A successful reproduction would confirm this hypothesis with similar derived values to those found in the original study. Because the data transformations that are a part of this workflow are relatively simple, I would expect that there is very little margin for error in the difference of the final product from that of Sterling. The one potential complication is Sterling’s unsubstantiated use of either AWR or AI, which will need to be investigated. Because we’re not sure what method he used, our results could be slightly different depending on what package was chosen.
Comparing the results of the bianary logistic regression and the geographic weighted regression will be interesting, assessing the degree to which geographic correlation plays a role in the significance found as part of the results of this study.

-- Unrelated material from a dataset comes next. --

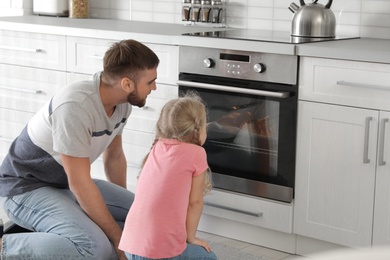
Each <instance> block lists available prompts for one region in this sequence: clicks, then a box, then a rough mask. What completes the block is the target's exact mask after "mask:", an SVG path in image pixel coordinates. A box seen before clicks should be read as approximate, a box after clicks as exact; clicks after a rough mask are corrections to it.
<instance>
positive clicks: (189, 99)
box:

The authors of this preregistration state that they completed this preregistration to the best of their knowledge and that no other preregistration exists pertaining to the same hypotheses and research.
This report is based upon the template for Reproducible and Replicable Research in Human-Environment and Geographical Sciences, DOI:[10.17605/OSF.IO/W29MQ](https://doi.org/10.17605/OSF.IO/W29MQ)
Sterling III, Charles W., et al. “Connections between present-day water access and historical redlining.” Environmental Justice (2023). DOI:[10.1089/env.2022.0115](https://doi.org/10.1089/env.2022.0115)
Shiloh Deitz and Katie Meehan. “Plumbing Poverty: Mapping Hot Spots of Racial and Geographic Inequality in U.S. Household Water Insecurity.” Annals of the American Association of Geographers 109 (2019): 1092–1109.
Tyler Fricker and Douglas L. Allen. “A Place-Based Analysis of Tornado Activity and Casualties in Shreveport, Louisiana.” Natural Hazards 113 (2022): 1853–1874.